4. Het voorgaande leidt tot de conclusie dat het verzoek van eisers geen aanvraag is zoals bedoeld in artikel 1:3, derde lid, van de Awb. Verweerder is dan ook niet in gebreke tijdig te beslissen, zodat op grond van artikel 6:12, tweede lid, van de Awb de mogelijkheid tot het indienen van beroep wegens niet tijdig beslissen niet openstaat. Het beroep is daarom niet-ontvankelijk.
5. De rechtbank nodigt partijen niet uit voor een zitting, omdat dat op grond van artikel 8:54 van de Awb [2] in deze zaak niet nodig is.
6. Er is geen aanleiding voor een proceskostenveroordeling.

Beslissing

De rechtbank verklaart het beroep niet-ontvankelijk.
Deze uitspraak is gedaan door mr. J.M. Janse van Mantgem, rechter, in aanwezigheid van N. Joacim, griffier.

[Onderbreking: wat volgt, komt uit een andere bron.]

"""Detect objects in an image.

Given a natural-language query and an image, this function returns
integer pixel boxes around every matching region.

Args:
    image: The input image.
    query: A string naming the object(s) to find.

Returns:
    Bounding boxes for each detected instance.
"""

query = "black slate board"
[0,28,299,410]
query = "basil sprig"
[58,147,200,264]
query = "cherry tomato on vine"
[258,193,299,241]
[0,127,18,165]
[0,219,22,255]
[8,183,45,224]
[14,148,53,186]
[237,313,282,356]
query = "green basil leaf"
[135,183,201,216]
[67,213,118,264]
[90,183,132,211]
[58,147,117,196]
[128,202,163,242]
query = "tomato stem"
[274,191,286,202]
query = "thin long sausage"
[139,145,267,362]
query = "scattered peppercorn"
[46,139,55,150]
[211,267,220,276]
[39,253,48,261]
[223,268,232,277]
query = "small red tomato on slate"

De uitspraak is uitgesproken in het openbaar op
griffier
rechter
Een afschrift van deze uitspraak is verzonden aan partijen op:

Bent u het niet eens met deze uitspraak?

Als u het niet eens bent met deze uitspraak, kunt u een brief sturen naar de rechtbank waarin u uitlegt waarom u het er niet mee eens bent. Dit heet een verzetschrift. U moet dit verzetschrift indienen binnen 6 weken na de dag waarop deze uitspraak is verzonden. U ziet deze datum hierboven. Als u graag een zitting wilt waarin u uw verzetschrift kunt toelichten, kunt u dit in uw verzetschrift vermelden.

Voetnoten

1.Onder een aanvraag als bedoeld in artikel 1:3, derde lid, van de Awb wordt verstaan: een verzoek van een belanghebbende om een besluit te nemen. Onder besluit wordt verstaan: een schriftelijke beslissing van een bestuursorgaan, inhoudende een publiekrechtelijke rechtshandeling.